# Firefox 3 vs. Google Chrome (speedtest.net)



## Mitch?

After doing three tests (alternating, Chrome, FF, Chrome, FF) and taking the averages, here are the results :
Download Speed Test (kb/s)
----------1----2----3
Chrome-8065-8192-8011
FireFox-9611-9712-9631

Upload Speed Test (kb/s)
----------1----2----3
Chrome--488--490--484
FireFox--489--481--493

Averages (download, upload in kbs)
Chrome = 8089.33, 487.33
Firefox  = 9651.33, 487.67

Does anyone know enough about Chrome to tell me why i get a 1.6mb/s difference??


----------



## chibicitiberiu

Google Chrome is not the final product yet. It is just a beta. 
I tried it, YouTube is not working and I simply refuse to use beta software, so I'll wait until the final product will come out.


----------



## Mitch?

Yeah i know it's beta 
one of the best things bout beta is being able to point out issues.
a 10% download speed difference is an issue


----------



## Motoxrdude

Try and download a file from a website and see if it downloads at normal speeds.
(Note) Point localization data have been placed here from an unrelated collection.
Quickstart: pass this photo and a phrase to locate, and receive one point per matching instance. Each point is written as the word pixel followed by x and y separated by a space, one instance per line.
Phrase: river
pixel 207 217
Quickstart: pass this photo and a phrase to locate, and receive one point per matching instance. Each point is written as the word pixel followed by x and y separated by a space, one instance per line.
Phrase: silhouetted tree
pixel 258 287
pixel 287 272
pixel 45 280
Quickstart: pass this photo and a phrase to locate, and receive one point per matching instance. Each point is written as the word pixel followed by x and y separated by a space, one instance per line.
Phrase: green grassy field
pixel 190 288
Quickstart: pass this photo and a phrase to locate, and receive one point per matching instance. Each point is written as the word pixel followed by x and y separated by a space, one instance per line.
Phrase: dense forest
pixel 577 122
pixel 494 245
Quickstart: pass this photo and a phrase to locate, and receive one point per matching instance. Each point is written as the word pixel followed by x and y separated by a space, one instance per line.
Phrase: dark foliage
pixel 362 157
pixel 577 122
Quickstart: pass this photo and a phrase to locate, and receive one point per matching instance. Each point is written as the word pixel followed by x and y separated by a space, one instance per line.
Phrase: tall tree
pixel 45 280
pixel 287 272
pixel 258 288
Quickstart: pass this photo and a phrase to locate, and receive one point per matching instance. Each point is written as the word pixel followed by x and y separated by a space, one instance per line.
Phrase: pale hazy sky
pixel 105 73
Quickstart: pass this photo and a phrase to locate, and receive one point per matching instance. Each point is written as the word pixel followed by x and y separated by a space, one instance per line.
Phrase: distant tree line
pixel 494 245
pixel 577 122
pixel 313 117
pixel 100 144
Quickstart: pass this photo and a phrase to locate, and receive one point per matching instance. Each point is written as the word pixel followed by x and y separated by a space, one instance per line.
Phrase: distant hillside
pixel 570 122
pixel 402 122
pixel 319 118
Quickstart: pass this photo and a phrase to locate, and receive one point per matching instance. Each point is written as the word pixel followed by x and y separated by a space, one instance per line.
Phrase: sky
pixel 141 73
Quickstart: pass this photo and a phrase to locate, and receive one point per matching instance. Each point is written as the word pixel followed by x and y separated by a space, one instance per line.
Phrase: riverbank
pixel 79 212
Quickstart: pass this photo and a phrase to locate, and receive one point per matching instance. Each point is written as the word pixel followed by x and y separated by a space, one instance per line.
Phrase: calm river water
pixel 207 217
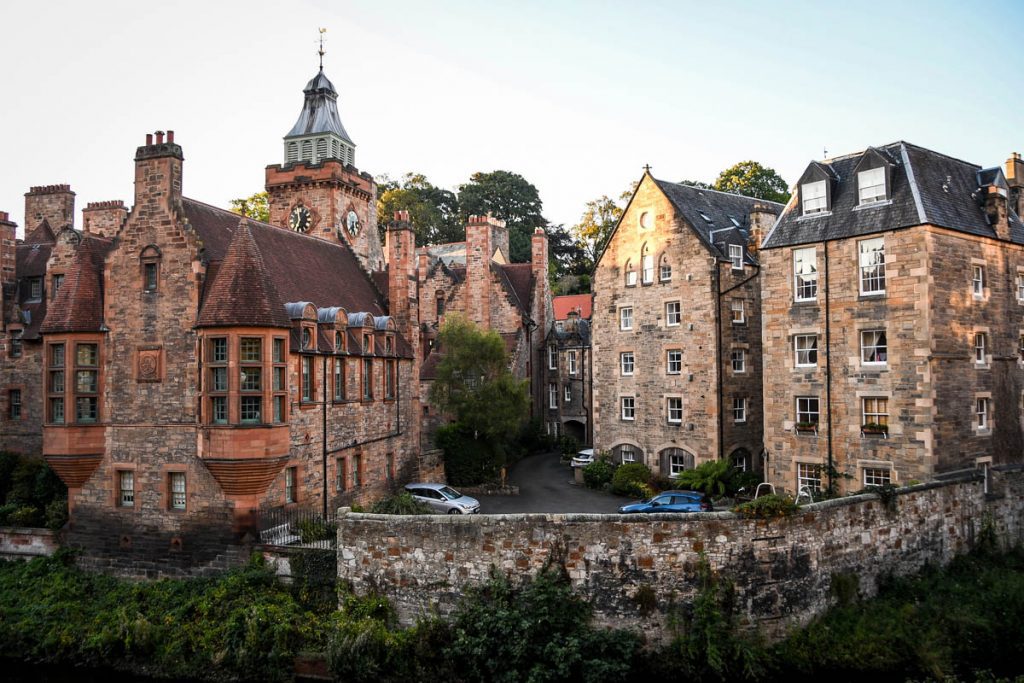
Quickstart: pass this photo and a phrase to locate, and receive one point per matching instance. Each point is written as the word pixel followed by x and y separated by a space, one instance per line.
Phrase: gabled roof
pixel 926 187
pixel 243 294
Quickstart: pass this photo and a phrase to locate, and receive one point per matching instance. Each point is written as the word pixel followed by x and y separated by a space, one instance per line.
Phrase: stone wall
pixel 782 568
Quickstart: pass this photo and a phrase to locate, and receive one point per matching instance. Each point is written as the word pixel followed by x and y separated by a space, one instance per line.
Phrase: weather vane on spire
pixel 323 31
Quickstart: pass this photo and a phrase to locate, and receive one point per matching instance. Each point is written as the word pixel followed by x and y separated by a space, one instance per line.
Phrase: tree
pixel 752 179
pixel 432 211
pixel 474 384
pixel 256 207
pixel 509 197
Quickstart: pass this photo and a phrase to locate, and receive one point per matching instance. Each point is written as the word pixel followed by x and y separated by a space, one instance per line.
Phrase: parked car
pixel 584 458
pixel 443 499
pixel 671 501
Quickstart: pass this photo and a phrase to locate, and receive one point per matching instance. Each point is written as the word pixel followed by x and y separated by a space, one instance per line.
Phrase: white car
pixel 584 458
pixel 443 499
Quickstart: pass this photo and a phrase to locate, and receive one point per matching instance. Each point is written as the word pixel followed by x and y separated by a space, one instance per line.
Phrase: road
pixel 547 485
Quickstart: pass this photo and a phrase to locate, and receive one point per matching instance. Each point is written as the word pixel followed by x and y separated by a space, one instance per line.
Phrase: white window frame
pixel 805 274
pixel 867 261
pixel 628 408
pixel 802 352
pixel 626 317
pixel 736 256
pixel 814 198
pixel 627 364
pixel 673 313
pixel 674 410
pixel 873 342
pixel 871 185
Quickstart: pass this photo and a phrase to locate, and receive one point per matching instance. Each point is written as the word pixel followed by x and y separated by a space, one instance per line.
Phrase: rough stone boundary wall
pixel 782 568
pixel 26 543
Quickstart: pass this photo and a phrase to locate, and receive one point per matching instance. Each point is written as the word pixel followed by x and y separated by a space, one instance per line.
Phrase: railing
pixel 297 526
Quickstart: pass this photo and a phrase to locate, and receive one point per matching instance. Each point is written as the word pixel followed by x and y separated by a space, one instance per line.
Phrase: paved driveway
pixel 547 485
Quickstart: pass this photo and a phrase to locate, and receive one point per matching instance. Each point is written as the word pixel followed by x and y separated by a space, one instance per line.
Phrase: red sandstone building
pixel 182 369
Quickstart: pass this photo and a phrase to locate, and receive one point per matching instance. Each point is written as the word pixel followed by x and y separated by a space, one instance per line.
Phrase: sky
pixel 574 96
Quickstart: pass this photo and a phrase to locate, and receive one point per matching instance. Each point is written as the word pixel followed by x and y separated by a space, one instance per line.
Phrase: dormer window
pixel 814 198
pixel 871 184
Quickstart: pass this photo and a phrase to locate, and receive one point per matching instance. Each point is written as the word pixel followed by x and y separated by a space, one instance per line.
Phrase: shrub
pixel 767 507
pixel 627 476
pixel 598 474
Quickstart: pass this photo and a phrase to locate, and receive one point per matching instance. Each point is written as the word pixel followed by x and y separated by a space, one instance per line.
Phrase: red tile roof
pixel 563 304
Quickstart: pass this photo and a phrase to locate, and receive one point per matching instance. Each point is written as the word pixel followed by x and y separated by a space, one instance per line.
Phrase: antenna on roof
pixel 323 31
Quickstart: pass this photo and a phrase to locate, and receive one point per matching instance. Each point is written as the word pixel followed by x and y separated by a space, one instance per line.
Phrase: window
pixel 878 476
pixel 675 410
pixel 806 347
pixel 873 347
pixel 980 347
pixel 647 263
pixel 871 184
pixel 875 412
pixel 674 361
pixel 805 274
pixel 814 198
pixel 626 363
pixel 981 413
pixel 55 384
pixel 14 403
pixel 629 408
pixel 738 357
pixel 86 382
pixel 807 411
pixel 738 312
pixel 291 474
pixel 126 488
pixel 673 313
pixel 177 488
pixel 739 410
pixel 736 256
pixel 626 317
pixel 810 476
pixel 872 266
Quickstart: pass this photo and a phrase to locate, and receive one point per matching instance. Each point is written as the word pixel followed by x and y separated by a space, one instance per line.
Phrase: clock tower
pixel 317 190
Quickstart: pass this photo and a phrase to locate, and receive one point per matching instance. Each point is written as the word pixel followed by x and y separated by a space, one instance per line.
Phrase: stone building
pixel 183 369
pixel 677 329
pixel 893 316
pixel 567 369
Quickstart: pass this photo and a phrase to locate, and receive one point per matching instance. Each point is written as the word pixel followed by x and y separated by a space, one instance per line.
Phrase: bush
pixel 767 507
pixel 628 476
pixel 598 474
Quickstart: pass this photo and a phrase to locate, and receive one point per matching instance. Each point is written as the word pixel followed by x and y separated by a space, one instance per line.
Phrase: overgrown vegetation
pixel 31 493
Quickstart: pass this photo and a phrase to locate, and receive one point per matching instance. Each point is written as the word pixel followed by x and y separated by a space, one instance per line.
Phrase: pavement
pixel 546 484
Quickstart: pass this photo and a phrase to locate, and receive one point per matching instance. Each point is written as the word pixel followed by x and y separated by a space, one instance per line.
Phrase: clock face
pixel 299 219
pixel 352 223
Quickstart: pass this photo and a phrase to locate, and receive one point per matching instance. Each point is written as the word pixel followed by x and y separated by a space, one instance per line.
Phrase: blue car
pixel 671 501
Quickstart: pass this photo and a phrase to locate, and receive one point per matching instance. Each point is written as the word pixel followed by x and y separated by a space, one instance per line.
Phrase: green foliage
pixel 714 477
pixel 752 179
pixel 256 207
pixel 400 504
pixel 629 478
pixel 767 507
pixel 598 474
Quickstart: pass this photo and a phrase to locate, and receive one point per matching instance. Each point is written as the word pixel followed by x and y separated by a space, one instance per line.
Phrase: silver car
pixel 443 499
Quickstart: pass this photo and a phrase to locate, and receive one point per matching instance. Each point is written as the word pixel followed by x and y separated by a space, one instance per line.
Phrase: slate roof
pixel 563 304
pixel 301 267
pixel 926 187
pixel 320 111
pixel 719 218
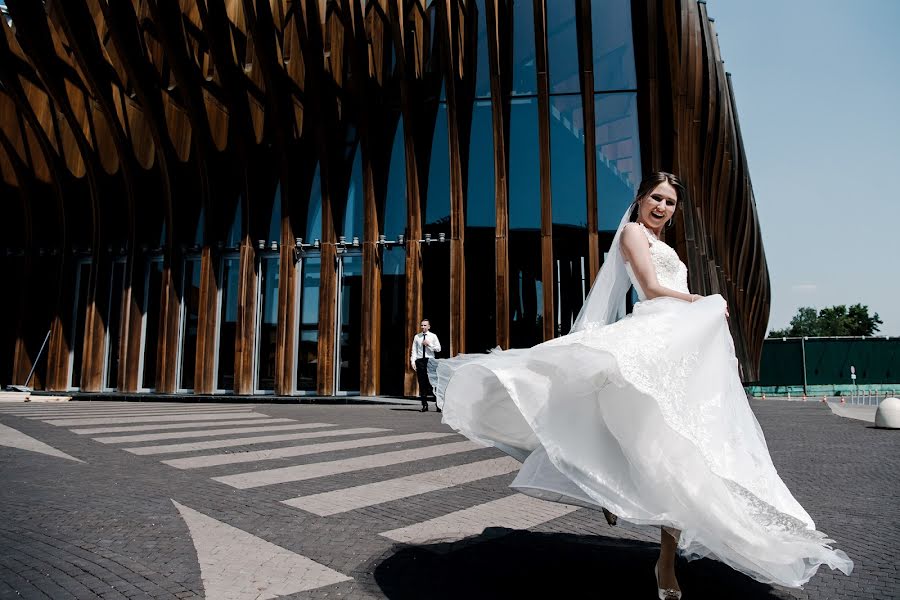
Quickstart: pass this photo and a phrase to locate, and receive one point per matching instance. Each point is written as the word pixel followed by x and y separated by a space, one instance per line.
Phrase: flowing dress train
pixel 648 418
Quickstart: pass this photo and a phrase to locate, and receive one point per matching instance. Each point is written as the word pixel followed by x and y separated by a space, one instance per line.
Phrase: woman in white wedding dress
pixel 644 415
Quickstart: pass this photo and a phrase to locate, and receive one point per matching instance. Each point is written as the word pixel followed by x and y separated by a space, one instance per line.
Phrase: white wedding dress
pixel 648 418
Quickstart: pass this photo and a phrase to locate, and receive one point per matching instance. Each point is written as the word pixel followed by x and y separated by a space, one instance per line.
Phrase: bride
pixel 644 415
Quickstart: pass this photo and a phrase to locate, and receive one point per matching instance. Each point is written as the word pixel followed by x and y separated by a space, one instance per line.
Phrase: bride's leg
pixel 668 544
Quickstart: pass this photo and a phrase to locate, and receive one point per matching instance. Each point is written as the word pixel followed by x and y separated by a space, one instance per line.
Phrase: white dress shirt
pixel 421 351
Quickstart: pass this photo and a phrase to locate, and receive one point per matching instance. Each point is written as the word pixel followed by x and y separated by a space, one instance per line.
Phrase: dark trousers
pixel 425 389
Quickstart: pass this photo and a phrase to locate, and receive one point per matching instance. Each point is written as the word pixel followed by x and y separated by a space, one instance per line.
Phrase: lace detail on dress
pixel 670 271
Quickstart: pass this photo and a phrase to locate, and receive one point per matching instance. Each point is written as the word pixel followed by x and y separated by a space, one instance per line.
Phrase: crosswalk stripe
pixel 515 512
pixel 142 413
pixel 155 419
pixel 80 410
pixel 177 435
pixel 127 428
pixel 215 460
pixel 246 441
pixel 347 499
pixel 311 471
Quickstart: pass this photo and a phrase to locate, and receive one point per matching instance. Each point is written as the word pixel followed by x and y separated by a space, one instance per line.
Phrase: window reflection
pixel 524 70
pixel 618 156
pixel 393 275
pixel 349 319
pixel 562 46
pixel 114 323
pixel 190 319
pixel 228 309
pixel 152 299
pixel 525 286
pixel 79 316
pixel 308 345
pixel 613 46
pixel 481 219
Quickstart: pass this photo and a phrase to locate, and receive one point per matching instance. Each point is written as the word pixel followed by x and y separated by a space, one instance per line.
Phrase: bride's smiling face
pixel 658 206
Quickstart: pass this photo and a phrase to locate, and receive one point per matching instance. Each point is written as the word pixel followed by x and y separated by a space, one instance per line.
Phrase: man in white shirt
pixel 425 346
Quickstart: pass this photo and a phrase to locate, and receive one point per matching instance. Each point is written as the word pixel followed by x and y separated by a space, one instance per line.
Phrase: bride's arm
pixel 636 250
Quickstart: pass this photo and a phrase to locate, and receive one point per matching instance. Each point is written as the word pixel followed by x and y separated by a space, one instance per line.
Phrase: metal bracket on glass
pixel 442 237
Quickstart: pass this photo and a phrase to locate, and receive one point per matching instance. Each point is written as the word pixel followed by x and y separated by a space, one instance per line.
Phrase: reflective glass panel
pixel 524 166
pixel 314 209
pixel 482 68
pixel 394 349
pixel 562 46
pixel 231 266
pixel 79 316
pixel 567 173
pixel 190 307
pixel 437 211
pixel 308 345
pixel 152 298
pixel 618 156
pixel 267 323
pixel 613 46
pixel 348 327
pixel 353 215
pixel 480 244
pixel 524 70
pixel 114 323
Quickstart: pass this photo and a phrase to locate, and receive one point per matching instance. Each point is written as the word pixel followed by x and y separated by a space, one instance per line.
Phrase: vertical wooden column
pixel 327 290
pixel 499 25
pixel 245 342
pixel 94 341
pixel 543 85
pixel 453 42
pixel 132 322
pixel 207 317
pixel 586 64
pixel 169 326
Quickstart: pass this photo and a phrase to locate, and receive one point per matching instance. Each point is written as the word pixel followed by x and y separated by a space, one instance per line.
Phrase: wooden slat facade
pixel 157 157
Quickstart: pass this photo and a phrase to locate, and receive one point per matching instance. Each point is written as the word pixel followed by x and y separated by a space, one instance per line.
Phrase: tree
pixel 832 321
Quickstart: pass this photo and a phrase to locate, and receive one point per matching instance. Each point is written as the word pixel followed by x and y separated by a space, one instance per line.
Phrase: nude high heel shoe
pixel 665 593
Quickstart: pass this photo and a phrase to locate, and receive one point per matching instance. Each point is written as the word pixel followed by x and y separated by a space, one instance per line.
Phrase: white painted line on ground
pixel 84 414
pixel 215 460
pixel 236 565
pixel 515 512
pixel 13 438
pixel 127 428
pixel 324 469
pixel 156 419
pixel 178 435
pixel 246 441
pixel 347 499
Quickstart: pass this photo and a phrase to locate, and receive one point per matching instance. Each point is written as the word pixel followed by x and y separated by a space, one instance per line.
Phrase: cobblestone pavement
pixel 152 500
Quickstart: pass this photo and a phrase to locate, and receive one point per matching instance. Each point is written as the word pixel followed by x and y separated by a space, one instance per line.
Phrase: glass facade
pixel 527 265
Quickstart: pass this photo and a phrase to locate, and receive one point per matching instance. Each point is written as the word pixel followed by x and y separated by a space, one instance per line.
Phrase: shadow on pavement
pixel 522 564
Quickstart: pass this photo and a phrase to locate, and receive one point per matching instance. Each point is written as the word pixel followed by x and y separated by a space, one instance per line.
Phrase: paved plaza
pixel 247 501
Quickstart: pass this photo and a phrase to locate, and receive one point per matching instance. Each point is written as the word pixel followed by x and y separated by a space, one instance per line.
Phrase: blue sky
pixel 817 85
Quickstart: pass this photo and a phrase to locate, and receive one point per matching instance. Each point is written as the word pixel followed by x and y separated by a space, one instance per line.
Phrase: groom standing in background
pixel 425 346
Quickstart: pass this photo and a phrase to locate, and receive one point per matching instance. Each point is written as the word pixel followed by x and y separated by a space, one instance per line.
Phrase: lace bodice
pixel 670 271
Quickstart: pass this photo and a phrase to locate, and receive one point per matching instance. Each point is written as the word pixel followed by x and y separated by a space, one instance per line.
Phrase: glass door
pixel 347 325
pixel 190 320
pixel 307 338
pixel 114 324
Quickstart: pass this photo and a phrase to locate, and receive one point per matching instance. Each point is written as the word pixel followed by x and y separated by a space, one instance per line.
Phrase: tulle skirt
pixel 648 418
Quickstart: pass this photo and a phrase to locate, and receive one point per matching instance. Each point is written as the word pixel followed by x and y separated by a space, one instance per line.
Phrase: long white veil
pixel 605 302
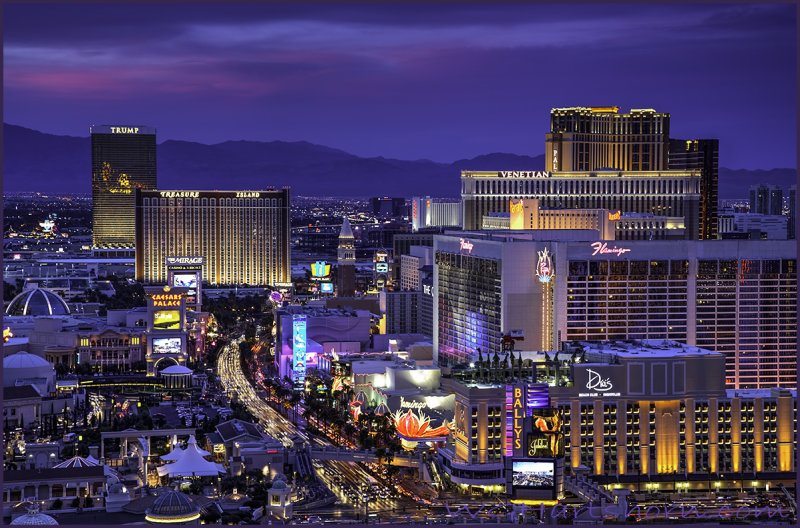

Speedtest isn't always reliable.


----------



## thermophilis

I did the same thing  here's what I got for downloads in (kb/s):
Firefox: 18,423    24,609    24,164
Chrome: 16,066   17,925    17,105

Speedtest may be innacurate, but I highly doubt it's that innacurate, and those speeds aren't bad considering I usually only get about 6,000kb/s


----------



## alexyu

Here's mine:
Chrome:




Firefox:




IE7:






Chrome:




Firefox:




IE7:





I thought about including IE7 for fun, but...


----------



## curtains

OK so i was on Tgdaily.com (i donno if anyone reads that), but alota ppl was like wow chromes so cool .. "its so fast"

i personally think its no faster than FF3 in terms of rendering pages, though i know its only a beta it does have a few issues i'll name the biggest issues i can think of.

firstly why put the tab bar at the top? i mean most peoples mouses usually sit somewhere near like eye level right? so when the tab bar is at the bottom of all the stuff (like in ff3) its faster to click right? but chrome has it at the top? which means further even thou its only like 2cm further away u can still feel it.

2ndly if ur a avid internet surfer like me and go on wikipedia and open a tab for everything interesting to read later, then u end up with 20+ tabs alot, first not about this they shrink the tabs and when u have 20+ tabs u an't read the name of the tabs(very annoying), 2ndly 20+ tabs on chrome uses 25% of my processing power non-stop (i'm running a e6400 at 3.2ghz(x2)) 25%!!! thats heaps ff3 only uses like 1%, 

it also uses slightly more ram!, open source!! so less secure... (as ppl can jst get the scource)

I'm gona stick with my FF3, just as fast if not faster, better tab positioning, and doesn't use 25% of my cpu power just to have 20+ tabs open.


----------



## Kornowski

Oh  So, IE7 is faster?


----------